Have you already notice that you are usually performing your best golf shots when you are just hitting for fun and not really thinking about the result?

The most common mistake that I see from inexperienced players during my years of teaching is that they have a tendency to be too tense when they perform a golf swing. They want to hit the ball so hard, that they contracted all their muscles of their body to increase their power. They want it so much that they even forget to use a proper technique. I can ensure you that this is not the good way to perform a good golf swing. It is essential to always remember; it is a swing, not a hit! If you keep using this bad habit, you will never gain consistency in your play. The ball will never go as far as you want and where you want it. So, how can I get ride of this wrong habit and achieve a perfect golf swing?

1. First, before performing a golf swing, you need to be relaxed. Don't try the impossible; don't try to put too much pressure on yourself. When you perform a golf swing it is really important to release your muscles and a have a light grip pressure. In those conditions, you increase your chance to perform a fluid swing with a good arms extension that will improve the distance and accuracy of your hit. 
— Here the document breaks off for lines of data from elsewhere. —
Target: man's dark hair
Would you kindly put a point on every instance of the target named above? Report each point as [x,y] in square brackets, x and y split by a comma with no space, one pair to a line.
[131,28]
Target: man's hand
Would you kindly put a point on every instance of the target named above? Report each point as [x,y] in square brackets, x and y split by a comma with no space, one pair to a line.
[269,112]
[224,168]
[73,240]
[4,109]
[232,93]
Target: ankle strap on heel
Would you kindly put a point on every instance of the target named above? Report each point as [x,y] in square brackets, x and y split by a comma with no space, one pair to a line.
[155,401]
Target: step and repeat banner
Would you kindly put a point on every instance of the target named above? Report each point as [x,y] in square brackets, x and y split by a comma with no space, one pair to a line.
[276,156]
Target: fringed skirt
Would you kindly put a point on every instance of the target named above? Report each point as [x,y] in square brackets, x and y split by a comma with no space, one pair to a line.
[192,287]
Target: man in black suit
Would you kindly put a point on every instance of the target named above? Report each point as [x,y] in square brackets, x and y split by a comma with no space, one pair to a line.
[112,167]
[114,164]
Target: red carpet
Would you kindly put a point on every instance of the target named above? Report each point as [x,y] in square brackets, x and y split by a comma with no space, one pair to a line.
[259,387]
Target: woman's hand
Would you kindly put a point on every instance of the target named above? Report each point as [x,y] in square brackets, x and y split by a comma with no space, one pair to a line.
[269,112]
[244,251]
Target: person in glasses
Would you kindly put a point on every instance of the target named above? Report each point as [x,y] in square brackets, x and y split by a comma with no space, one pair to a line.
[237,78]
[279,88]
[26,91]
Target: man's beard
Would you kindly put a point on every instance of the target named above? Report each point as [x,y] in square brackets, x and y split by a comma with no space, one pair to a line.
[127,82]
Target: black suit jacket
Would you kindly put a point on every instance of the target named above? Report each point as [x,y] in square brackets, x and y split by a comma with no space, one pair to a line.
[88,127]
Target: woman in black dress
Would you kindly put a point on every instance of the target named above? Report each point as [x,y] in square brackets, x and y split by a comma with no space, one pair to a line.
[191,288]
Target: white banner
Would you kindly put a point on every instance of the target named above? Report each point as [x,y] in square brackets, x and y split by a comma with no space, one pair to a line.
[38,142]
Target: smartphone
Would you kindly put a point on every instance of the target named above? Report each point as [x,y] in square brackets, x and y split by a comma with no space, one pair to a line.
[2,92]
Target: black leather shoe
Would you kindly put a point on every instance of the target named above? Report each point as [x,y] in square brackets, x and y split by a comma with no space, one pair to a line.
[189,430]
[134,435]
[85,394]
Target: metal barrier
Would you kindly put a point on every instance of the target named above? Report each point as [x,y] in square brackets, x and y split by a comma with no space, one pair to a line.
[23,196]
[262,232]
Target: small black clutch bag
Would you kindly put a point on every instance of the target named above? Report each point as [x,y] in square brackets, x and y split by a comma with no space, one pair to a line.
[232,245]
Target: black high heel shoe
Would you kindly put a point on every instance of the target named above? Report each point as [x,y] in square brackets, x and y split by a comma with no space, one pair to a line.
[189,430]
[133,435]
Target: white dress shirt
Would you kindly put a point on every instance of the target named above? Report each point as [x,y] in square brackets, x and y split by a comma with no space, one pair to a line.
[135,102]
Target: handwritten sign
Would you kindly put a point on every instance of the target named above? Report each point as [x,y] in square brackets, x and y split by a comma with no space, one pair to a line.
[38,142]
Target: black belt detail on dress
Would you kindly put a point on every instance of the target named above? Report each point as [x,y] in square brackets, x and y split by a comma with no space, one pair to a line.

2. Don't try to punish the ball, concentrate on your swing. If you want to see good results, you need to do properly every parts of a golf swing. Each step has a crucial importance; the backswing, the dowsing, the impact and the follow-through have all an essential roles. If one of them is not execute correctly, the results will never be as high as your expectations. So a great impact, is not the result of your strength, it's the result of a proper golf swing.

Those two advices can seem contradictory because in the first one you need to clear your mind of all thoughts and in the second one you need to concentrate on every step of a perfect golf swing; this is normal. To perform the first part adequately, feel free and relaxed, the second part must becomes a habit, you must be able to achieve a proper golf swing naturally. With those two elements combine you will play at your full potential. However, it is normal if you are not able to do so for the moment. But with determination, effort, patience and practice you will be able to make it your reality.


----------



## FrogsHair

Good advises you gave. I always play relaxed golf, because I always play for the fun of it. I don't care where the ball goes, or what my next shot might be. I know I will break 90, 95% of the time, and even break 80 every so often. I never, ever worry about embarrassing myself on the course. Some days are just better than others for me, which is not unlike all the other golfers who play this game. My game is what it is, for that day. Now if I get paired with another golfer who has a decent game, my competitiveness shows up, and I might focus a little more on course management to save few strokes.

As for the biggest mistake I see on the golf course, it's usually an "out to in swing" which is one of the root causes for slicing. That, or maybe a poor grip.


----------